None other than Vice President Dick Cheney pronounced Rumsfeld the finest secretary of Defense the nation has ever had. We suppose that can be taken in the context of other Cheney pronouncements on Iraq, such as his prediction in March 2003 that Americans would be greeted as liberators and his assessment in June 2005 that the insurgency in Iraq was in its last throes. But we don't believe Cheney was speaking with any intentional irony.
Cheney may well think that the brightest thing a secretary of Defense has ever said is, "you go to war with the army you have, not the army you might want or wish to have at a later time, & quot; as Rumsfeld told a U.S. soldier who asked why troops were using scrap metal for improvised armor plating for vehicles in Iraq.
What should have been
The seemly thing for Rumsfeld to do would have been to quietly take his leave. It is almost as if the administration needed to mark Rumsfeld's last day with a grand gesture -- as if the ceremony would somehow prove that his tenure was a success.
The administration set the tone for this kind of phony recognition after three other architects of the Iraq war left office.
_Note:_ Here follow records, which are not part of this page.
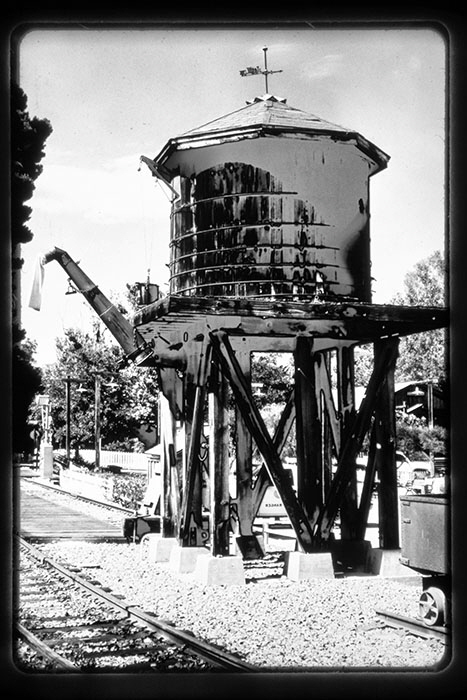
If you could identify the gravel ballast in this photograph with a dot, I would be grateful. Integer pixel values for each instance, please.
(270, 621)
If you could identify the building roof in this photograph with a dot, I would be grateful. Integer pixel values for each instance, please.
(266, 115)
(267, 110)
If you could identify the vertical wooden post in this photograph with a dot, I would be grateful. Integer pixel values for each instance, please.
(346, 383)
(97, 421)
(244, 461)
(352, 445)
(168, 457)
(191, 517)
(68, 419)
(308, 431)
(242, 393)
(219, 463)
(385, 427)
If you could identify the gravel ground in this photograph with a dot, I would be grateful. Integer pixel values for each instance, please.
(270, 621)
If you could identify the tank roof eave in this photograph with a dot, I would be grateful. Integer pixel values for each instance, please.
(212, 138)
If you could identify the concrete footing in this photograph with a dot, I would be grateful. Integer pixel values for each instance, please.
(351, 556)
(301, 566)
(183, 559)
(220, 571)
(156, 548)
(386, 563)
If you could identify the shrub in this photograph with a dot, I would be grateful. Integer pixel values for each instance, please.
(129, 489)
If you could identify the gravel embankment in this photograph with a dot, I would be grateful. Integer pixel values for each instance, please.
(270, 621)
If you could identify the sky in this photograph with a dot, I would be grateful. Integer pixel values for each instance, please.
(113, 95)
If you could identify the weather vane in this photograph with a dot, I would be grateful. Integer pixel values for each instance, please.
(257, 71)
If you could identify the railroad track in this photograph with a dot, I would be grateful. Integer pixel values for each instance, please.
(114, 507)
(76, 624)
(414, 626)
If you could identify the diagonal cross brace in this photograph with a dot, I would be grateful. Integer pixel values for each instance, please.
(352, 446)
(265, 444)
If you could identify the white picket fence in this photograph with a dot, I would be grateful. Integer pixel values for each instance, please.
(128, 461)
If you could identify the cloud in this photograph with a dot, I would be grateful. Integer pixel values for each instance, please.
(329, 65)
(114, 192)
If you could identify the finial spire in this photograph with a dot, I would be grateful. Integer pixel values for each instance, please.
(257, 71)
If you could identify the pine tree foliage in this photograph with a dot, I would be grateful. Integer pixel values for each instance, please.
(27, 143)
(128, 396)
(423, 356)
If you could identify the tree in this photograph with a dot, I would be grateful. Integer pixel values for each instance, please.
(422, 356)
(128, 396)
(27, 141)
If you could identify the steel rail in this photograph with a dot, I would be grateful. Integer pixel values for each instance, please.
(415, 626)
(43, 650)
(79, 497)
(203, 649)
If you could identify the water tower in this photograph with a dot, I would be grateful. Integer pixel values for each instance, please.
(270, 252)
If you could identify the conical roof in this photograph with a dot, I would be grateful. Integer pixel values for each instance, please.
(266, 115)
(267, 110)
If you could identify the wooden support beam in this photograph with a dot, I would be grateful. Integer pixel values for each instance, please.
(352, 446)
(170, 495)
(255, 423)
(192, 533)
(244, 460)
(308, 431)
(346, 393)
(367, 489)
(219, 462)
(324, 389)
(279, 439)
(385, 426)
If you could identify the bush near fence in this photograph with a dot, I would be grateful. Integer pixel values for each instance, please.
(128, 461)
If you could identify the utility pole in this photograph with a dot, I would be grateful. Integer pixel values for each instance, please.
(97, 420)
(257, 70)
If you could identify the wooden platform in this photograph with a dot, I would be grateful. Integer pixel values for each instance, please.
(40, 518)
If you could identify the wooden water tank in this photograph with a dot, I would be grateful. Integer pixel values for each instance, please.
(273, 202)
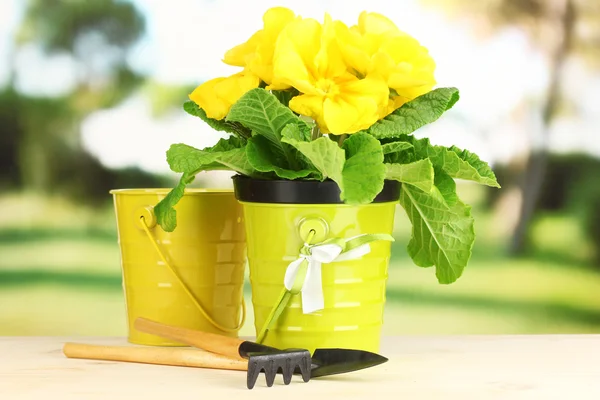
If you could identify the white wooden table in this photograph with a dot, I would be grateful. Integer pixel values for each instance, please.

Two years ago, President Bush conferred the Presidential Medal of Freedom on Tommy Franks, the Army general who led the invasions of Afghanistan and Iraq; former CIA director George Tenet and L. Paul Bremer. It was Tenet who told Bush that finding weapons of mass destruction in Iraq would be a & quot;slam dunk & quot; -- an erroneous assessment with history-changing consequences. It was L. Paul Bremer who replaced Jay Garner as overseer of the reconstruction of Iraq. Bremer discarded Garner's careful plan, disbanded the Iraqi military and told an Iraqi advisory group Garner had assembled that "we're in charge," inspiring them to walk out.
Giving Tenet and Bremer Medals of Freedom rewarded arrogance and incompetence and ignored the havoc left in their wake. Since Rumsfeld had already received a Medal of Freedom for his service to President Gerald Ford, he got a hero's send- off from the Pentagon. Those left behind will spend the next decade digging out from his mess.